Na situação examinada pelo magistrado, um trabalhador buscou, na Justiça do Trabalho, indenização por dano moral e material sob o fundamento de que não teria sido contratado devido à conduta discriminatória da empresa. Contou que já tinha sido selecionado para a vaga de faxineiro, mas a empresa exigiu a apresentação de certidão de antecedentes criminais e que, após a apresentação do documento, foi dispensado.

A empresa deu outra versão ao caso, afirmando que a contratação só não se concretizou devido a uma restrição orçamentária. Disse ser praxe o requerimento de certidão de antecedentes criminais em todos os processos seletivos de trabalhadores para a empresa.

Mas o magistrado deu razão ao trabalhador. Como registrou, em regra, o empregador detém a prerrogativa de estipular o perfil dos empregados que pretende contratar, em razão do poder diretivo que lhe é atribuído e da titularidade da atividade empresarial. Isso em razão do reflexo do princípio da livre iniciativa, um dos fundamentos da República (artigo 1º, IV, da CF). Porém, o julgador esclareceu que esse entendimento comporta exceções. “Essa prerrogativa não é absoluta e deve se coadunar com os demais princípios constitucionais, em especial, os da dignidade da pessoa humana e da igualdade, bem como deve guardar compatibilidade com as atribuições que o empregado exercerá na empresa”, ponderou, acrescentando que o momento pré-contratual deve ser pautado pela boa-fé objetiva imposta às relações contratuais.

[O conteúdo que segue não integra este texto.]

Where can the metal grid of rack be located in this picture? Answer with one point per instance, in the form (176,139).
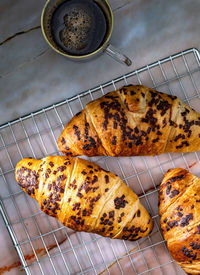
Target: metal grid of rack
(43,244)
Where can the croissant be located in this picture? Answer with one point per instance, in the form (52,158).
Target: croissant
(84,197)
(179,198)
(133,120)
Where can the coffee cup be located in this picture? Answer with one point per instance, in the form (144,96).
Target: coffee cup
(80,29)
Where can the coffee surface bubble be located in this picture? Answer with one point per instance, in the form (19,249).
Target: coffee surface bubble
(78,26)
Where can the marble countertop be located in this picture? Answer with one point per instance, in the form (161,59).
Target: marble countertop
(33,76)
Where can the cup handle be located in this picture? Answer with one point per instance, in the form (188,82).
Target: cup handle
(117,55)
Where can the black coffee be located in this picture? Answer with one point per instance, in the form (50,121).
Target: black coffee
(79,26)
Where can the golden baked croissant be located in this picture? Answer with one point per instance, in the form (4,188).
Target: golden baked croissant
(179,209)
(133,120)
(84,197)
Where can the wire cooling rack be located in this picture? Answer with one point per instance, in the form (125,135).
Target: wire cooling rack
(43,244)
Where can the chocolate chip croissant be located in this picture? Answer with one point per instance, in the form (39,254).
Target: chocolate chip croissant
(84,197)
(179,209)
(133,120)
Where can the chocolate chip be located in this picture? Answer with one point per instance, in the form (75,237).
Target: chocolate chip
(51,164)
(120,202)
(106,179)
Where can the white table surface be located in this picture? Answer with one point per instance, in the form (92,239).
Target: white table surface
(32,76)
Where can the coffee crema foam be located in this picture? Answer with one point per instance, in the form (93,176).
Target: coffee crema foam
(78,27)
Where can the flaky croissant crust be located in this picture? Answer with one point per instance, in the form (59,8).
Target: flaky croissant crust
(179,209)
(134,120)
(84,197)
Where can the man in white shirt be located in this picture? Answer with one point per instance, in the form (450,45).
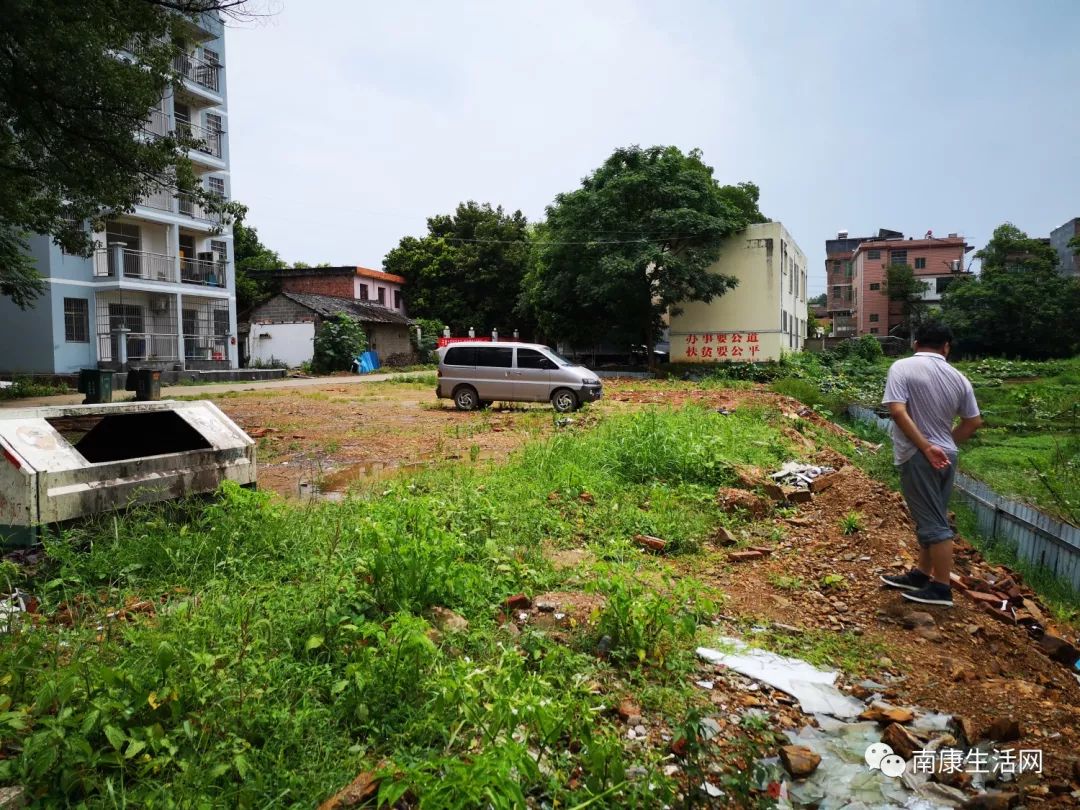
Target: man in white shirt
(925,394)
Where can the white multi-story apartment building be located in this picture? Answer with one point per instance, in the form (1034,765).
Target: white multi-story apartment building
(160,288)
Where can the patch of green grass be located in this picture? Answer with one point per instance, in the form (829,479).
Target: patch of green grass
(247,652)
(26,387)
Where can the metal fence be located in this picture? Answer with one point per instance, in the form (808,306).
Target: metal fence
(1035,536)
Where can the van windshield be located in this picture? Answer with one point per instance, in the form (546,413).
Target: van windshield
(557,358)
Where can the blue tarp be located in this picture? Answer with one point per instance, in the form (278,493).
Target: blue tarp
(366,362)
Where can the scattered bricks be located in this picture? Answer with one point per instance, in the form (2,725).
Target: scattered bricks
(991,800)
(517,602)
(739,500)
(798,496)
(989,598)
(901,740)
(724,537)
(628,709)
(745,556)
(652,543)
(774,491)
(1003,729)
(824,482)
(750,477)
(885,714)
(799,760)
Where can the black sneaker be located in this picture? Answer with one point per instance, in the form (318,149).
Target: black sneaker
(910,581)
(935,593)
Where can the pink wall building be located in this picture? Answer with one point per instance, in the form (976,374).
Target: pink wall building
(936,261)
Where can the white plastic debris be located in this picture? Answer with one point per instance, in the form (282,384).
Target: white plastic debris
(811,687)
(799,475)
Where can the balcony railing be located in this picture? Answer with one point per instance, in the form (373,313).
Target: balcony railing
(201,72)
(208,140)
(202,271)
(161,199)
(140,346)
(205,347)
(190,206)
(118,262)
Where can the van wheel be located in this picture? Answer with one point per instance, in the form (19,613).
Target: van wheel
(564,401)
(466,399)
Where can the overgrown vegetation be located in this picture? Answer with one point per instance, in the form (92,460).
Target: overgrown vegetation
(24,387)
(246,652)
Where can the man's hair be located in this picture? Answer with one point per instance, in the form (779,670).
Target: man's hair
(933,335)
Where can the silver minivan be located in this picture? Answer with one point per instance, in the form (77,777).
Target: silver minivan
(475,374)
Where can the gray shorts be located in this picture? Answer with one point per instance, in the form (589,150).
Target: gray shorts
(927,491)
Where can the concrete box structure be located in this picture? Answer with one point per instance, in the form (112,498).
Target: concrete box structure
(159,291)
(936,261)
(70,461)
(763,318)
(283,328)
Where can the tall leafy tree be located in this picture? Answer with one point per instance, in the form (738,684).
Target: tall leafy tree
(632,243)
(254,262)
(467,271)
(1018,306)
(73,107)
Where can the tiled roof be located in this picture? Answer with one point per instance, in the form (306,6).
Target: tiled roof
(363,311)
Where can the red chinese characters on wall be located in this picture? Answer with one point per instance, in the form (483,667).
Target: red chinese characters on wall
(723,345)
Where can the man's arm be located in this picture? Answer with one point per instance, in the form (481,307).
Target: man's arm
(934,454)
(962,432)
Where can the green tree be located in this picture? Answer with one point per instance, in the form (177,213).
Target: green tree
(905,288)
(253,261)
(72,119)
(339,339)
(634,242)
(1018,306)
(467,271)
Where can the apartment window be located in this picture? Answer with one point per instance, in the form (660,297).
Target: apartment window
(216,187)
(76,321)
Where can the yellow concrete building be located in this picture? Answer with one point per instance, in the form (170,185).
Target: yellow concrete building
(763,318)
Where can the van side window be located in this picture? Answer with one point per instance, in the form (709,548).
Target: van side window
(496,358)
(460,355)
(532,359)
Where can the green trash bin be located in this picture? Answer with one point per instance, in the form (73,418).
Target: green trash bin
(96,383)
(146,383)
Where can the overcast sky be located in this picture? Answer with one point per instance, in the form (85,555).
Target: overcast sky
(350,122)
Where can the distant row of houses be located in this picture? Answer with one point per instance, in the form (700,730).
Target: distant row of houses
(856,297)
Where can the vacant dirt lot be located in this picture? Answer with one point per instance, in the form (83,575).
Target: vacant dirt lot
(817,580)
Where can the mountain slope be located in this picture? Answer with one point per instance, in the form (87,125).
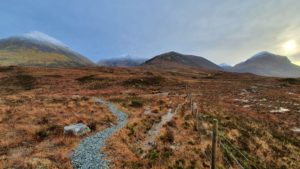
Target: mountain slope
(121,62)
(181,59)
(38,49)
(268,64)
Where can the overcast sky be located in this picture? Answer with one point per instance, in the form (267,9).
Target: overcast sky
(227,31)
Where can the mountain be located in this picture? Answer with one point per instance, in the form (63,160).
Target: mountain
(121,62)
(183,60)
(225,66)
(38,49)
(268,64)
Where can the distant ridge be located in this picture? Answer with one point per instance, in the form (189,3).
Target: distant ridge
(127,61)
(182,59)
(268,64)
(39,49)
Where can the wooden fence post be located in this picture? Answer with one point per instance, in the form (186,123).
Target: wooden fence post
(214,144)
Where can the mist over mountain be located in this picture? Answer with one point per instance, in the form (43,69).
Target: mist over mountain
(268,64)
(225,66)
(126,61)
(39,49)
(181,59)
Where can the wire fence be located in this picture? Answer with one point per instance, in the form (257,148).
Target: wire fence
(232,156)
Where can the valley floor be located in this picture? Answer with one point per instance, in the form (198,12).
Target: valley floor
(258,117)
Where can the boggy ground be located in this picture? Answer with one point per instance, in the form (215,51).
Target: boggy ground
(256,116)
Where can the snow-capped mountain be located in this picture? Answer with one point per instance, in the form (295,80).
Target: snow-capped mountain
(39,49)
(268,64)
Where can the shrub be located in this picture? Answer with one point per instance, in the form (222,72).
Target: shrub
(92,125)
(168,137)
(25,81)
(153,155)
(136,104)
(290,80)
(41,134)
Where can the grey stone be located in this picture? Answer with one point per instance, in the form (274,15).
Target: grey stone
(77,129)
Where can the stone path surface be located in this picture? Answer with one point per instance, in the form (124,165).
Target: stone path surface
(88,155)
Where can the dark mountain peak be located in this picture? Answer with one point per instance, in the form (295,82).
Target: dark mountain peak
(172,57)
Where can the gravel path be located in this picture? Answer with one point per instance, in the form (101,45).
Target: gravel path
(88,155)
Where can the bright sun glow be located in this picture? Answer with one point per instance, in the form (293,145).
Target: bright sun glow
(290,46)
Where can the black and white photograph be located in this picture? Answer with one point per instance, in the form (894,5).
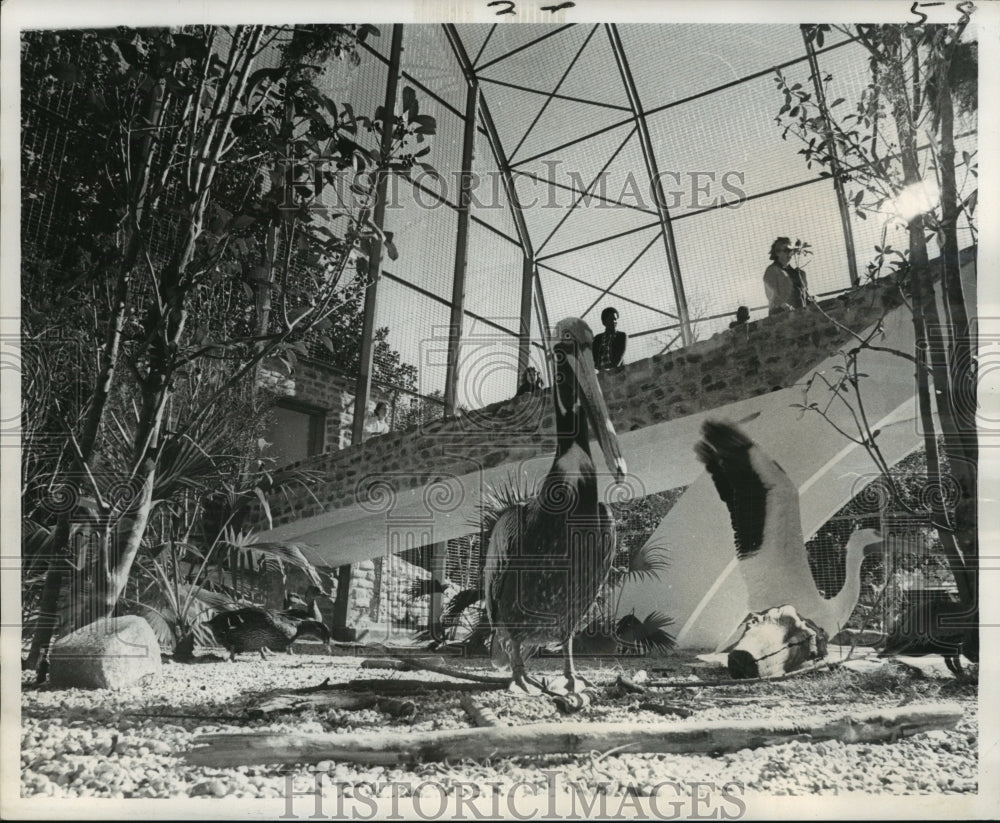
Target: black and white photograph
(499,410)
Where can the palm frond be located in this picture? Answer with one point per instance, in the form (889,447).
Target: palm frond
(648,635)
(183,463)
(648,563)
(291,553)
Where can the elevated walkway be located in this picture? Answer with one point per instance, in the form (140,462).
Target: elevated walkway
(405,490)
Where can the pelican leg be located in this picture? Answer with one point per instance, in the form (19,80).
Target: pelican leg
(574,682)
(522,681)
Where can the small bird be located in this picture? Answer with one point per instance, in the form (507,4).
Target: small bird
(763,506)
(250,630)
(547,557)
(942,627)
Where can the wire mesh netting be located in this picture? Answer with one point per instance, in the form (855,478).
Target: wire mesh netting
(583,129)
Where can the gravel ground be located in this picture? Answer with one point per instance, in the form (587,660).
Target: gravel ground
(129,743)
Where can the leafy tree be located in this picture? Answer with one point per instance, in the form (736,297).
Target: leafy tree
(919,76)
(196,245)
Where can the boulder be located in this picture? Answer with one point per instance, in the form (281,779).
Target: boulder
(107,654)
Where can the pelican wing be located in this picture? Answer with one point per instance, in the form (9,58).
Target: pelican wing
(762,501)
(499,582)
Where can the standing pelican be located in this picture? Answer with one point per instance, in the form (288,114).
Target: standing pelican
(764,508)
(547,557)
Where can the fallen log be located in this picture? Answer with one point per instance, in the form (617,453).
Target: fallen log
(479,715)
(885,725)
(402,687)
(298,702)
(436,665)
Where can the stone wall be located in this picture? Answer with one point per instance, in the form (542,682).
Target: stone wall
(319,386)
(771,353)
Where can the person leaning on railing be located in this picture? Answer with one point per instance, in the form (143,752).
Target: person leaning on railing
(784,285)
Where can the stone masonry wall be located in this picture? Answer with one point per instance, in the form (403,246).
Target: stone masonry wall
(771,353)
(317,385)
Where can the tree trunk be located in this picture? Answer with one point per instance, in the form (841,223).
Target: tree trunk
(961,446)
(929,346)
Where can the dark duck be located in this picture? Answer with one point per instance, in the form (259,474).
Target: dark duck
(254,630)
(547,557)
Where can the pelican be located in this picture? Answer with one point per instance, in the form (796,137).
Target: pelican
(547,557)
(764,509)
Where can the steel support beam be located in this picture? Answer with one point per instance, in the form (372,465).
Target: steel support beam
(363,385)
(494,140)
(530,284)
(524,329)
(461,251)
(838,184)
(649,156)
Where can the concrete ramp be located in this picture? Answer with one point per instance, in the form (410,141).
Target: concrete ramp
(408,490)
(704,591)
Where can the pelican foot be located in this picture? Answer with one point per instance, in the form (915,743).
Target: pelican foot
(526,685)
(568,684)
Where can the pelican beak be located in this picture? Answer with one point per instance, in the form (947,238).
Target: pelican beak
(592,397)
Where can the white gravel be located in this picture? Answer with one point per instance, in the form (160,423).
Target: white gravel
(128,743)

Dessa forma, a empresa deve se abster de exigir documentos dos candidatos ao emprego que não guardem estrito nexo com as funções a serem exercidas, como os antecedentes criminais. A licitude da exigência de certidão de antecedentes criminais está relacionada à existência da justificativa adequada, isto é, deve guardar compatibilidade com as atribuições que serão exercidas pelo trabalhador na empresa.

No caso, considerando que o trabalhador se candidatou a vaga de faxineiro, o julgador entendeu não ser plausível a exigência da certidão, pois não se trata de cargo que exige maior fidúcia. Assim, entendeu que a conduta da empresa, ao exigir de todos os candidatos, de forma imotivada, a apresentação da certidão, conforme admitido em defesa, é ilícita, discriminatória e fere a dignidade e imagem do trabalhador.

O magistrado observou ainda que o trabalhador já tinha sido selecionado no setor de RH e estava finalizando a parte burocrática para iniciar o desempenho de suas atividades quando o vínculo foi rompido de forma abrupta sob o fundamento de restrição orçamentária que perdurou por apenas um mês, já que no mês seguinte outro trabalhador foi selecionado e contratado. Diante disso, o julgador entendeu que o trabalhador já havia sido contratado, sendo dispensado por preconceito por parte da empresa.

Nesse cenário, concluindo que o trabalhador foi ferido em sua dignidade, condenou a empresa a indenizá-lo em R$20.000,00, considerando as circunstâncias do caso.